Ciclismo
Giro d’Italia 2026, estrema precauzione per Vingegaard: “Ho preso mascherina e gel… – Avrei fatto a meno della…”
Jonas Vingegaard non ha nascosto il sollievo per la fine del blocco bulgaro. Il danese della Visma | Lease a Bike, ex-vincitore del Tour de France, ha parlato con il sito danese Feltet a margine del volo da Sofia verso l’Italia, con parole che rivelano un’esperienza vissuta con qualche disagio di troppo. La carovana del Giro d’Italia 2026 si trasferisce in Italia per riprendere la corsa martedì 12 maggio con la 4ª tappa Catanzaro–Cosenza (138 km), preceduta da una giornata di riposo.
Mascherina e gel igienizzante: le precauzioni per il volo
Il trasferimento aereo dalla Bulgaria verso la penisola non è parso entusiasmare il danese, che ha preso precauzioni sanitarie non scontate per un corridore professionista nel pieno di un Grande Giro:
«Avrei fatto volentieri a meno di questo viaggio. Ho preso con me la mascherina e il gel igienizzante.»
— Jonas Vingegaard a Feltet
Una scelta comprensibile soprattutto viste le esperienze degli ultimi anni con diversi ritiri costretti da covid e/o altre malattie diffusesi in gruppo.
Notti insonni in Bulgaria: il problema degli hotel
Le difficoltà di Vingegaard non si sono fermate alle strade. Il danese ha raccontato come la qualità degli alloggi abbia influito negativamente sul suo riposo durante le prime tappe bulgare:
«La prima notte in cui ho dormito bene è stata ieri. Non sempre si dorme in hotel dello stesso livello. Nel primo hotel c’era anche molto rumore. Ieri eravamo in un buon hotel e ho dormito bene.»
— Jonas Vingegaard
Strade scivolose: “Forse un po’ più pericoloso di altri posti”
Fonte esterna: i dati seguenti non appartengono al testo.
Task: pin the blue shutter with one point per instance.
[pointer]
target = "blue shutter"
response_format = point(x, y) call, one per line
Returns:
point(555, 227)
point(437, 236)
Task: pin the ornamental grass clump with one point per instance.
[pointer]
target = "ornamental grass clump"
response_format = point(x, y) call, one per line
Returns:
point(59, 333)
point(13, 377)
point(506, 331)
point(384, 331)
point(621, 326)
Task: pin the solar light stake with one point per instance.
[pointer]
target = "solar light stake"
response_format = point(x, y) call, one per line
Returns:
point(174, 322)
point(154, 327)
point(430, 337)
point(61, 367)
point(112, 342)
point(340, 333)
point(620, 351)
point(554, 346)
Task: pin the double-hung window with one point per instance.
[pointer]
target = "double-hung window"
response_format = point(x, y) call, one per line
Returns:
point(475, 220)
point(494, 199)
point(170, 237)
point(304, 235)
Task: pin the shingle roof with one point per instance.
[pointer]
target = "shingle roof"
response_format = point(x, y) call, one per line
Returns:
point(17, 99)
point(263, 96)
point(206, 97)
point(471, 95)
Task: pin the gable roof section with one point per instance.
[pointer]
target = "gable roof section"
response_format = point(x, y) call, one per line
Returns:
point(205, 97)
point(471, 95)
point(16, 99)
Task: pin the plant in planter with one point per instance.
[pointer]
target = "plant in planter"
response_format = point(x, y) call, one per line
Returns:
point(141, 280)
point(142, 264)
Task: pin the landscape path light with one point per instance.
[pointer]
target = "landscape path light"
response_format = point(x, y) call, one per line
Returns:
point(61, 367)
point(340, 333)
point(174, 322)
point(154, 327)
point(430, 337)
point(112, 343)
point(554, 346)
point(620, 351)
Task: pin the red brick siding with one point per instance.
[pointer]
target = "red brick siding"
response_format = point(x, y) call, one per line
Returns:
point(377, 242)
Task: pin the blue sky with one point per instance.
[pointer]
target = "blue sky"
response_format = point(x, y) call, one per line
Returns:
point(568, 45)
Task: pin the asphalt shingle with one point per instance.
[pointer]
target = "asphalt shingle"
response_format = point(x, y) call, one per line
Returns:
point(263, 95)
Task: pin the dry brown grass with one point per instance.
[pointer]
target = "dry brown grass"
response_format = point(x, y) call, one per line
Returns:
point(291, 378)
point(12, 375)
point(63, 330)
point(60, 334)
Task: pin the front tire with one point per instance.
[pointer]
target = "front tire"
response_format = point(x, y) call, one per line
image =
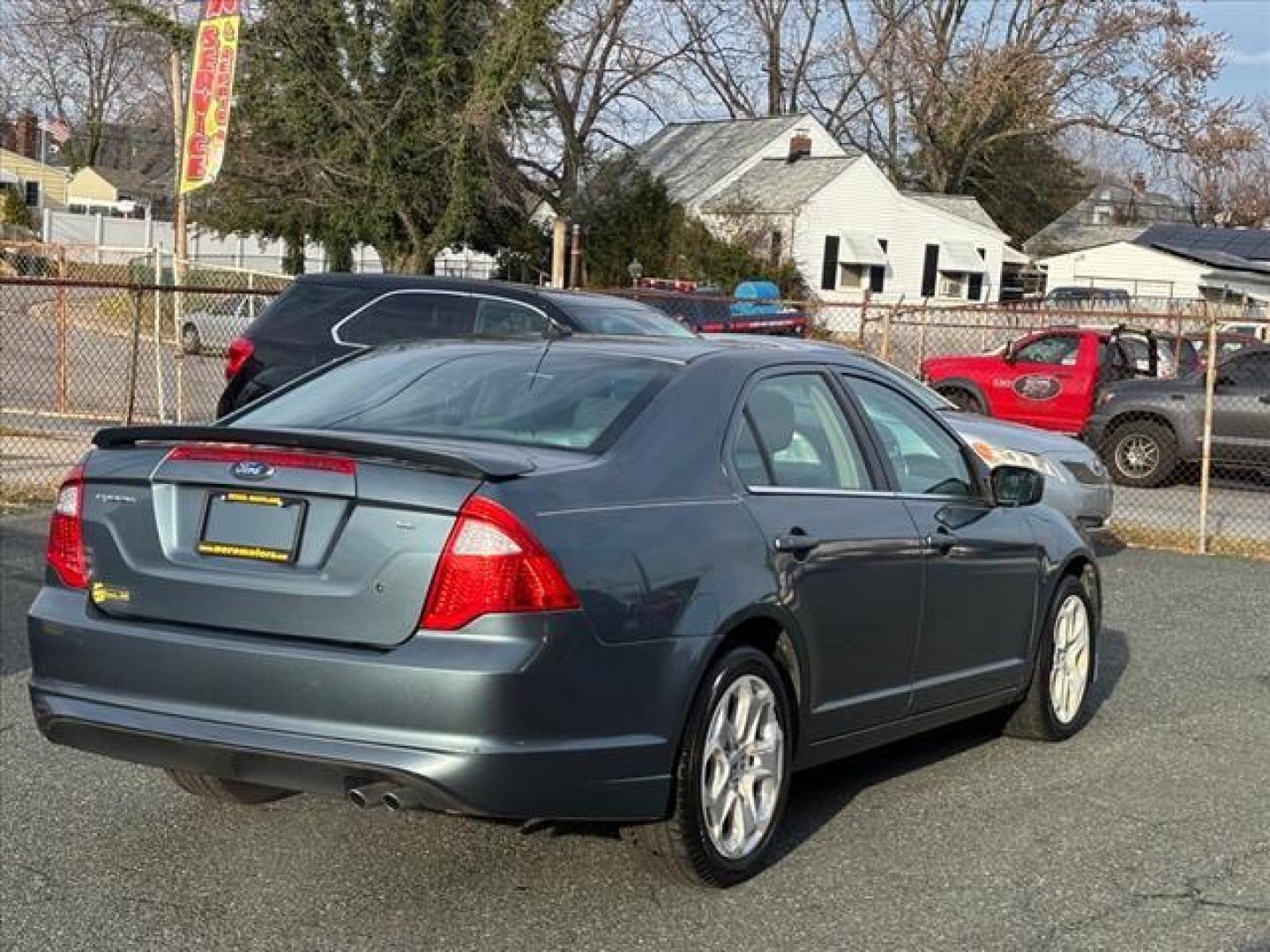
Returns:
point(1058, 700)
point(208, 787)
point(732, 776)
point(964, 400)
point(1140, 453)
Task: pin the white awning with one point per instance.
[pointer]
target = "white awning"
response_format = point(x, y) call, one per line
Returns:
point(860, 248)
point(960, 257)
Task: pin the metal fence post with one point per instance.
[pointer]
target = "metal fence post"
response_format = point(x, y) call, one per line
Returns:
point(1206, 452)
point(61, 331)
point(159, 375)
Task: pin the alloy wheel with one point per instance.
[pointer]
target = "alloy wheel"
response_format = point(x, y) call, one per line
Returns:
point(1137, 456)
point(742, 767)
point(1070, 672)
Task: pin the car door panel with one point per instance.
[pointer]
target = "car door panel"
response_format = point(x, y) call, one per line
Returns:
point(846, 557)
point(981, 562)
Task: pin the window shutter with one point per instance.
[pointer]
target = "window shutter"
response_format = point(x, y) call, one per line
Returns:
point(930, 271)
point(830, 271)
point(878, 273)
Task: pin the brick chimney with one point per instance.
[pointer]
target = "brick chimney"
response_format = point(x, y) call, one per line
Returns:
point(800, 145)
point(26, 135)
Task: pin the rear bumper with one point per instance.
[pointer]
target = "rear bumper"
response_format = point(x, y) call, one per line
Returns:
point(519, 720)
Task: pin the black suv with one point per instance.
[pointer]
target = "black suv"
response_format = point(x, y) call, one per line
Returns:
point(324, 316)
point(1145, 428)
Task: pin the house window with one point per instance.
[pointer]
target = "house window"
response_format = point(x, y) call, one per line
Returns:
point(952, 285)
point(852, 276)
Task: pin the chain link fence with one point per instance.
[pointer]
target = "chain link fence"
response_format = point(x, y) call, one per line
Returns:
point(97, 337)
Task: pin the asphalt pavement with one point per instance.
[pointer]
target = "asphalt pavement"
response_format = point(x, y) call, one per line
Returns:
point(1149, 830)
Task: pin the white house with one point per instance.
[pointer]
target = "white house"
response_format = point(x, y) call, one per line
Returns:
point(785, 185)
point(1152, 271)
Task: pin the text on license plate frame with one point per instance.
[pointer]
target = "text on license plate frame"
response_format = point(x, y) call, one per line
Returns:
point(244, 550)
Il bilancio sulla Bulgaria lato strade è negativo: la qualità dell’asfalto ha lasciato più di una preoccupazione al capitano della Visma, che ha vissuto in prima persona le difficoltà che hanno portato alla maxi-caduta della 2ª tappa e ai numerosi ritiri:
«Il fondo stradale è sembrato molto scivoloso negli ultimi giorni, e anche oggi qualcuno è finito a terra per una scivolata in curva. È forse un po’ più pericoloso di altri posti, ma è così. Sono contento di essere arrivato fin qui.»
Una riflessione che si allinea alle critiche già espresse da Jasper Stuyven sulla gestione delle cadute da parte della direzione di corsa e alle parole di Morgado e Ciccone dopo la 2ª tappa, che avevano definito le strade bulgare “scivolose” e “pericolose”.
FAQ
Cosa ha detto Vingegaard sulla Bulgaria al Giro d’Italia 2026?
Ha dichiarato di aver fatto volentieri a meno della trasferta, prendendo mascherina e gel igienizzante per il volo. Ha criticato la scivolosità delle strade e la qualità di alcuni hotel.
Come ha dormito Vingegaard in Bulgaria al Giro 2026?
Male nelle prime notti: il primo hotel aveva troppo rumore. Solo la notte prima del trasferimento ha dormito bene.
Dove è Vingegaard in classifica generale al Giro 2026 dopo 3 tappe?
19° a 10 secondi dalla maglia rosa Guillermo Thomas Silva (XDS Astana).
Vingegaard ha sofferto la caduta nella 2ª tappa del Giro 2026?
No, è uno dei corridori di classifica rimasti illesi nella maxi-caduta. Ha commentato la scivolosità del fondo stradale bulgaro come causa principale degli incidenti.
Quando riprende il Giro d’Italia 2026 dopo la Bulgaria?
Martedì 12 maggio con la 4ª tappa Catanzaro–Cosenza (138 km), dopo il giorno di riposo dell’11 maggio dedicato al trasferimento aereo in Italia.